How to properly prune your roses
When I prune hybrid tea, grandiflora and floribunda type roses, my first step is to cut the entire plant off to about three feet tall, except for tree roses, climbing, and miniature roses. This allows me to see the entire plant easily.
The second step is to remove the dead, damaged and diseased branches. (Branches in roses are called canes.) The next step is to remove suckers. Any canes growing below the bud union are called suckers. The bud union is the location (usually at the base of the plant) where you will notice a large swelling of the trunk.
I need to remove any canes that start growing on one side of the plant and grow through the middle. These are called crossing branches. I now want to select three to seven canes to leave on the rose bush. I am looking for canes that are spaced symmetrically around the bush when I look straight down on the bush.
I like about half of the canes to be new wood keeping my rose bush rejuvenated. The newer canes should be thick, healthy green branches. The older canes will have brown stems. All other canes should be removed now. The rose bush should look like a vase after this step, meaning there should be an open center with branches all around the edge.
The last step is to re-cut all the remaining canes back between 18 and 24 inches high, just above a plant growth bud. A growth bud is just above a leaf or where a leaf was before it fell off. The bud should be facing out away from the center of the rose bush.
If the winter has been cold and all the leaves have fallen off the rose bush, I try to cut back closer to 18 inches. If the winter has been warmer and there are still leaves left on the plant, I cut back closer to the 24 inches or even 30 inches. So far this year I will be pruning closer to 30 inches.
In the landscape you may have some roses in protected areas that require less pruning than roses in cold areas. The key is to see how many leaves are still on your roses.
Tree roses and climbers are not pruned the same way as I explained above. A climber rose would be cut back to about 5-foot-long canes. A tree rose is pruned the same as above, but the bud union is about three feet above the ground. This means the last cut should be 18 inches above the bud union, not the ground.
The key to a successful rose pruning is to cause the rose bush to grow back next spring as large or slightly larger than before it was pruned. If the rose does not grow as big next spring then make the last cut higher next winter.
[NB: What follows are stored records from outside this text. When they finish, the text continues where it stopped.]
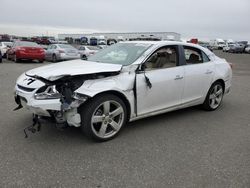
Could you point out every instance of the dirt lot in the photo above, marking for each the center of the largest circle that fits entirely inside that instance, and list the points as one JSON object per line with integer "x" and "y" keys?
{"x": 186, "y": 148}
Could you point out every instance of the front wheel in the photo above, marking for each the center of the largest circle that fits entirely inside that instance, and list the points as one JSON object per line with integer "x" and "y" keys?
{"x": 214, "y": 97}
{"x": 103, "y": 117}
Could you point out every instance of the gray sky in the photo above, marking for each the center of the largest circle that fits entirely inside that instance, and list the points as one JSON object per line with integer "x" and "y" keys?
{"x": 191, "y": 18}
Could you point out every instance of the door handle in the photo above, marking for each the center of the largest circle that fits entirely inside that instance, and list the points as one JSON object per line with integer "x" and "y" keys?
{"x": 208, "y": 72}
{"x": 178, "y": 77}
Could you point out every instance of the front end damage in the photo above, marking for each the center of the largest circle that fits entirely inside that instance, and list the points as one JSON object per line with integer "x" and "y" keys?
{"x": 58, "y": 99}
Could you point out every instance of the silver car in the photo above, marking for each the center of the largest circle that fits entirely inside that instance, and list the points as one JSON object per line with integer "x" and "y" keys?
{"x": 60, "y": 52}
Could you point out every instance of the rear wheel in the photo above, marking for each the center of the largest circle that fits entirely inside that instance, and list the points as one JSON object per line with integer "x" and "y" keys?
{"x": 54, "y": 59}
{"x": 103, "y": 117}
{"x": 214, "y": 97}
{"x": 16, "y": 60}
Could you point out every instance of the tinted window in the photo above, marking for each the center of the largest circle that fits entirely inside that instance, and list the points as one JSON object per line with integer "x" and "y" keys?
{"x": 27, "y": 44}
{"x": 194, "y": 55}
{"x": 64, "y": 46}
{"x": 82, "y": 48}
{"x": 164, "y": 57}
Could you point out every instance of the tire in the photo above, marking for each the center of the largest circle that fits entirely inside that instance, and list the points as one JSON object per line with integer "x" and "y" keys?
{"x": 84, "y": 57}
{"x": 54, "y": 59}
{"x": 107, "y": 124}
{"x": 15, "y": 59}
{"x": 214, "y": 97}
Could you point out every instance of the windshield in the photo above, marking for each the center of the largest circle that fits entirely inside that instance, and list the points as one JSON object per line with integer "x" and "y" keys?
{"x": 120, "y": 53}
{"x": 93, "y": 48}
{"x": 65, "y": 46}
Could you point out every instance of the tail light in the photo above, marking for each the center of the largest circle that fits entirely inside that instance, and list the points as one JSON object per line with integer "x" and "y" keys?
{"x": 41, "y": 50}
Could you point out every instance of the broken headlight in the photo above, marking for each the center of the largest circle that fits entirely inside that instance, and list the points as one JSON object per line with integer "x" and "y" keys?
{"x": 47, "y": 92}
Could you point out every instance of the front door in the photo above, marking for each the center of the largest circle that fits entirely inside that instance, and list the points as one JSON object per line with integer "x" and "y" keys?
{"x": 198, "y": 75}
{"x": 166, "y": 79}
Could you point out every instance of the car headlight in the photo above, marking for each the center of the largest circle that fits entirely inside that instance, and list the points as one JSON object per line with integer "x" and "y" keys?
{"x": 49, "y": 92}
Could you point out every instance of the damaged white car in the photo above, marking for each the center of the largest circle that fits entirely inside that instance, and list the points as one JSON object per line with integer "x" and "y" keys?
{"x": 125, "y": 82}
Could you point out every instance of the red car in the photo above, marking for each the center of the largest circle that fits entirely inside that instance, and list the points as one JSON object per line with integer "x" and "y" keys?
{"x": 26, "y": 50}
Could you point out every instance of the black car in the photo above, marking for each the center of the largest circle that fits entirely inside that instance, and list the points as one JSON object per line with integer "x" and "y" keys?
{"x": 237, "y": 48}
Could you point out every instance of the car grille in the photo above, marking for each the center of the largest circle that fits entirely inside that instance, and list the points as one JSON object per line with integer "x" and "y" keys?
{"x": 25, "y": 88}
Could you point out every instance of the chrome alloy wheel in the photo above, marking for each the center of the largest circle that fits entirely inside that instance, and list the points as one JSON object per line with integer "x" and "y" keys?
{"x": 215, "y": 96}
{"x": 107, "y": 119}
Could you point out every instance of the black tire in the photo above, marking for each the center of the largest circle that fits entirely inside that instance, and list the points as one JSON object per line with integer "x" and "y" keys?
{"x": 91, "y": 108}
{"x": 54, "y": 59}
{"x": 207, "y": 103}
{"x": 84, "y": 57}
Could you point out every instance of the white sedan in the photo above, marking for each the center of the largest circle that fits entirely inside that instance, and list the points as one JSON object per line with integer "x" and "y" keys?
{"x": 125, "y": 82}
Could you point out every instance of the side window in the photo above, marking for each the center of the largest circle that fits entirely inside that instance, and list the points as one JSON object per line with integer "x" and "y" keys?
{"x": 195, "y": 56}
{"x": 164, "y": 57}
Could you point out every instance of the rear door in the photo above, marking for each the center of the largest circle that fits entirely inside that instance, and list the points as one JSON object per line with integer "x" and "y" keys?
{"x": 198, "y": 73}
{"x": 164, "y": 74}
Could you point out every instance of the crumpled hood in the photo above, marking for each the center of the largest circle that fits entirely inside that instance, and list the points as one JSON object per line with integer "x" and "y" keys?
{"x": 70, "y": 68}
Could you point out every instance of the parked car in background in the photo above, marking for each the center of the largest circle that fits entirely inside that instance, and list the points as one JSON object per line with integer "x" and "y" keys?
{"x": 247, "y": 49}
{"x": 237, "y": 48}
{"x": 86, "y": 51}
{"x": 1, "y": 58}
{"x": 61, "y": 52}
{"x": 4, "y": 46}
{"x": 206, "y": 45}
{"x": 125, "y": 82}
{"x": 24, "y": 50}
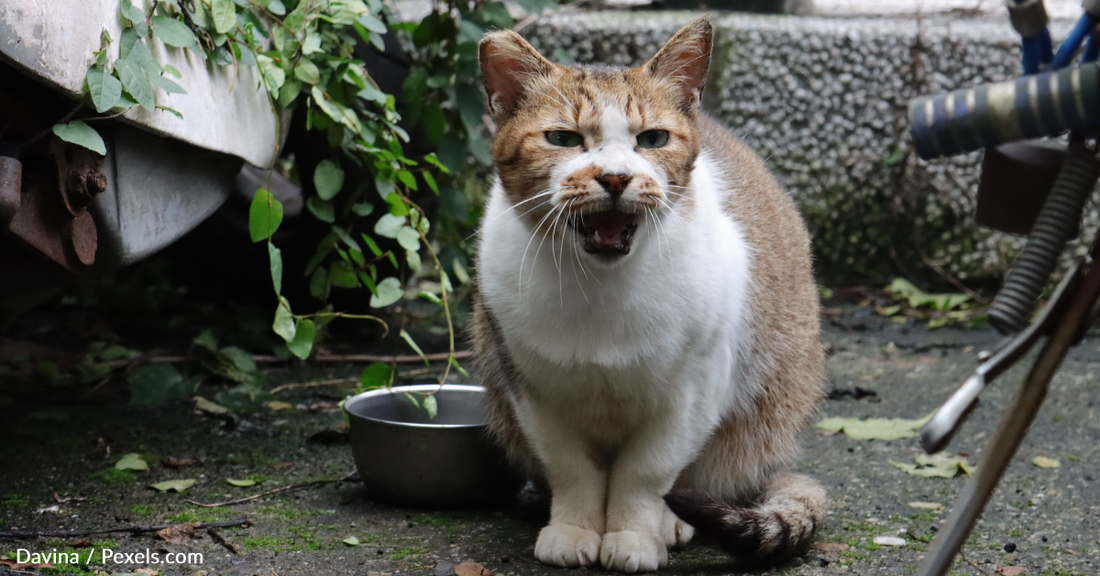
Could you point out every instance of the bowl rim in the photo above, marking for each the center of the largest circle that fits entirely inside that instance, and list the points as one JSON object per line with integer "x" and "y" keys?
{"x": 411, "y": 388}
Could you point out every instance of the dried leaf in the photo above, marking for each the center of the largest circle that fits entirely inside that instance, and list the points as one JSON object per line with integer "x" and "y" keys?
{"x": 939, "y": 465}
{"x": 873, "y": 428}
{"x": 173, "y": 485}
{"x": 131, "y": 462}
{"x": 172, "y": 462}
{"x": 831, "y": 546}
{"x": 471, "y": 568}
{"x": 179, "y": 533}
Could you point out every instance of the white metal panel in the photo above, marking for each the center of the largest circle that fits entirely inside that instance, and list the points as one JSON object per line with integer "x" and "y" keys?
{"x": 54, "y": 40}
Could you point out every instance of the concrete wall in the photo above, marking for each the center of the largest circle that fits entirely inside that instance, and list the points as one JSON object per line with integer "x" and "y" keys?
{"x": 824, "y": 100}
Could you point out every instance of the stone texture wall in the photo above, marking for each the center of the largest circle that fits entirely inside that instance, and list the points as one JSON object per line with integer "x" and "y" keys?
{"x": 824, "y": 100}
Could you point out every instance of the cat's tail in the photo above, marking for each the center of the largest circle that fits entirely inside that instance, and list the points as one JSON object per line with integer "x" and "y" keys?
{"x": 782, "y": 524}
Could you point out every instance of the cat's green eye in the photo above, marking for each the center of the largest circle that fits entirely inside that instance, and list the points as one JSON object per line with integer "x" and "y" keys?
{"x": 653, "y": 139}
{"x": 564, "y": 139}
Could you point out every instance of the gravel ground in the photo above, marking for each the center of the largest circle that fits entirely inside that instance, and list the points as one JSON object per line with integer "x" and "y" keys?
{"x": 51, "y": 442}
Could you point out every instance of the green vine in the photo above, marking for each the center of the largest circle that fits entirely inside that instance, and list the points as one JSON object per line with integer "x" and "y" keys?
{"x": 304, "y": 52}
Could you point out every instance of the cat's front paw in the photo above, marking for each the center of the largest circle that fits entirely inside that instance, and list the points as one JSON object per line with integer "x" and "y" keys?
{"x": 633, "y": 552}
{"x": 568, "y": 546}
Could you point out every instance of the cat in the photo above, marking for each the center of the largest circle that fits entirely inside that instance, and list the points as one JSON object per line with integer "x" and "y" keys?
{"x": 646, "y": 323}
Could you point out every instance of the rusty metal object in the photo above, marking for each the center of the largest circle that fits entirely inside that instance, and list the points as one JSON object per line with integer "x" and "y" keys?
{"x": 52, "y": 212}
{"x": 11, "y": 177}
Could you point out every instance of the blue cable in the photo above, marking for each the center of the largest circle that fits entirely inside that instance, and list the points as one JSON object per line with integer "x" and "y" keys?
{"x": 1091, "y": 50}
{"x": 1030, "y": 48}
{"x": 1068, "y": 48}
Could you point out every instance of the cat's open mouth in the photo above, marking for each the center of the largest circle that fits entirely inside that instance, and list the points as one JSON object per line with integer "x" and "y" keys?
{"x": 607, "y": 233}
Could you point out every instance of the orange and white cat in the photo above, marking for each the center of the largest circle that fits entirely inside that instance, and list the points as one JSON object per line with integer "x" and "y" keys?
{"x": 647, "y": 320}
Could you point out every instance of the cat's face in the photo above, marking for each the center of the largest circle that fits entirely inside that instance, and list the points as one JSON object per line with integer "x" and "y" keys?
{"x": 596, "y": 154}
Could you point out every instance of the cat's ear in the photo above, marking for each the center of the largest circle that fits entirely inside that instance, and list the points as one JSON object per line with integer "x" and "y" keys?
{"x": 508, "y": 63}
{"x": 684, "y": 59}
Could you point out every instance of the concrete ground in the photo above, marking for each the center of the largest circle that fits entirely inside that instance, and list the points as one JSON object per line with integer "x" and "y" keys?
{"x": 53, "y": 442}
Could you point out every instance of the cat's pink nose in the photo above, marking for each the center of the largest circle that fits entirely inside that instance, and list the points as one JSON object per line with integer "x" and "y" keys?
{"x": 614, "y": 183}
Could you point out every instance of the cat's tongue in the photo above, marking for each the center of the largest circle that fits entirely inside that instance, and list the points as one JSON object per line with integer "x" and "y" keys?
{"x": 609, "y": 232}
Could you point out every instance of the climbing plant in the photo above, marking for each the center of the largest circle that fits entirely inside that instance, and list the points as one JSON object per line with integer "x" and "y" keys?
{"x": 304, "y": 52}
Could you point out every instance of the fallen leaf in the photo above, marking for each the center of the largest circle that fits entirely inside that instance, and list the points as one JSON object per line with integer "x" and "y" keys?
{"x": 207, "y": 406}
{"x": 471, "y": 568}
{"x": 939, "y": 465}
{"x": 178, "y": 533}
{"x": 172, "y": 462}
{"x": 873, "y": 428}
{"x": 131, "y": 462}
{"x": 831, "y": 546}
{"x": 173, "y": 485}
{"x": 889, "y": 541}
{"x": 14, "y": 565}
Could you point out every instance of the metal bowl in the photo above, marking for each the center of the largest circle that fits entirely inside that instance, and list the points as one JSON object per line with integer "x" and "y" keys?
{"x": 405, "y": 457}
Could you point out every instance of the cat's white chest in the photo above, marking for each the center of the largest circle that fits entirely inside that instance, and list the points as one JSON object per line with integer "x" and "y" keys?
{"x": 681, "y": 297}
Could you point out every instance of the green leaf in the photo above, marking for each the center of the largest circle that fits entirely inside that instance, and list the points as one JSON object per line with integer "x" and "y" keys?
{"x": 430, "y": 406}
{"x": 284, "y": 321}
{"x": 307, "y": 72}
{"x": 264, "y": 216}
{"x": 173, "y": 485}
{"x": 276, "y": 265}
{"x": 157, "y": 384}
{"x": 131, "y": 462}
{"x": 409, "y": 239}
{"x": 408, "y": 340}
{"x": 372, "y": 23}
{"x": 873, "y": 428}
{"x": 80, "y": 134}
{"x": 135, "y": 81}
{"x": 377, "y": 375}
{"x": 103, "y": 89}
{"x": 328, "y": 178}
{"x": 388, "y": 225}
{"x": 173, "y": 32}
{"x": 166, "y": 85}
{"x": 389, "y": 291}
{"x": 303, "y": 342}
{"x": 431, "y": 158}
{"x": 321, "y": 209}
{"x": 224, "y": 15}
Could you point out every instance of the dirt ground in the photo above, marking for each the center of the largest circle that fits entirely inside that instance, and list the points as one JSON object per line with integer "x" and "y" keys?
{"x": 65, "y": 441}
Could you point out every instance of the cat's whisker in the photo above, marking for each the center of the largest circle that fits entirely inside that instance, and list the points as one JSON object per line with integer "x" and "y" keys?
{"x": 524, "y": 258}
{"x": 530, "y": 276}
{"x": 548, "y": 191}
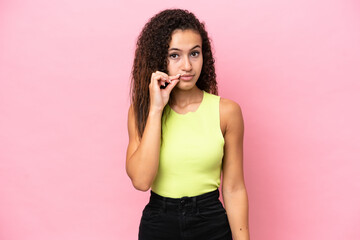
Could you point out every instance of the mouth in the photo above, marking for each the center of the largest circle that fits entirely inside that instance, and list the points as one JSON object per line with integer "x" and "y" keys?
{"x": 186, "y": 77}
As with any pruning, keep your tools sharp and clean. With the wet winter, be sure to disinfect your shears with one part bleach and nine parts water between each rose that you prune to help prevent spreading of some diseases.
If you had problems with mildew, rust or black spot on your roses last year be sure to remove any remaining leaves, flowers, or hips from the plant and the ground. Spray your plant with a fungicide labeled for roses and mildew. Also, spray the ground around your plants especially if you have decorative bark covering the soil.
There are probably more books written on roses than any other gardening topics. Many of these books are very regionally written and deal only about rose growing in that specific area. When buying any gardening book, check and see where the book is published and where the author is located.